ARE WE TOO QUICK TO USE THE SCALPEL TODAY?
The number of operations on the spine has grown drastically over the last few years – and the tendency is still upwards. Compared to other European countries, Germany is even in the forefront.
The operations on blocked and stiffened spine components alone have risen by 43 per cent since 2007. An alarming development, because an operation should always be the last option. This is the maxim of Prof. Dr. med. Michael Akbar.

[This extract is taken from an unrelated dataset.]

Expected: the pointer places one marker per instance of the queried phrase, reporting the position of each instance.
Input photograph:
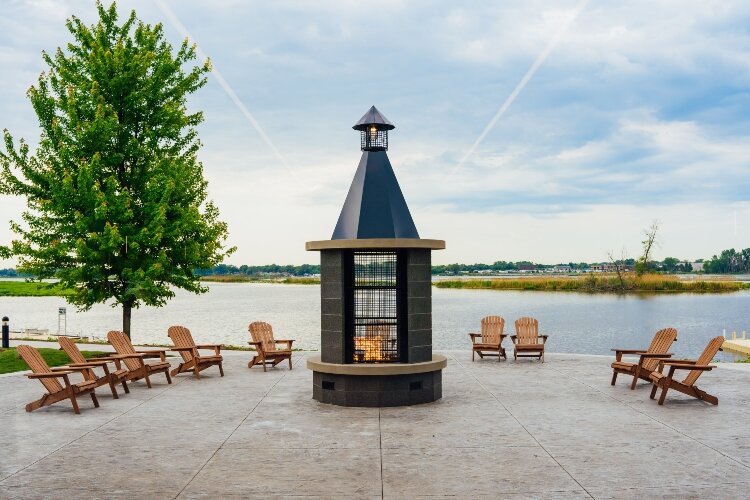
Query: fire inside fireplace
(375, 297)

What are the reasons for this development? This increase cannot be simply attributed to there being a greater incidence of diseases. Often the decision to operate is taken too quickly – perhaps because sufferers are too impatient, but also because in our health system it is economically more lucrative. Statistics however reward a philosophy of “wait and see”: In 80 per cent of cases the problems disappear again after two months. Because the body often knows better than we think how to help itself. We simply have to give it time.
A further reason for the increase in operation numbers is the development of multiple minimally invasiver methods. But some doctors apply these techniques without having truly mastered them. The high risks of wrongly conducted operations, feelings of numbness up to paraplegia, are often not taken into account, and it is not unusual for revision surgery to take place to correct operative errors. Things will not go to those lengths if the people affected turn to experienced experts and exercise their right to a second opinion.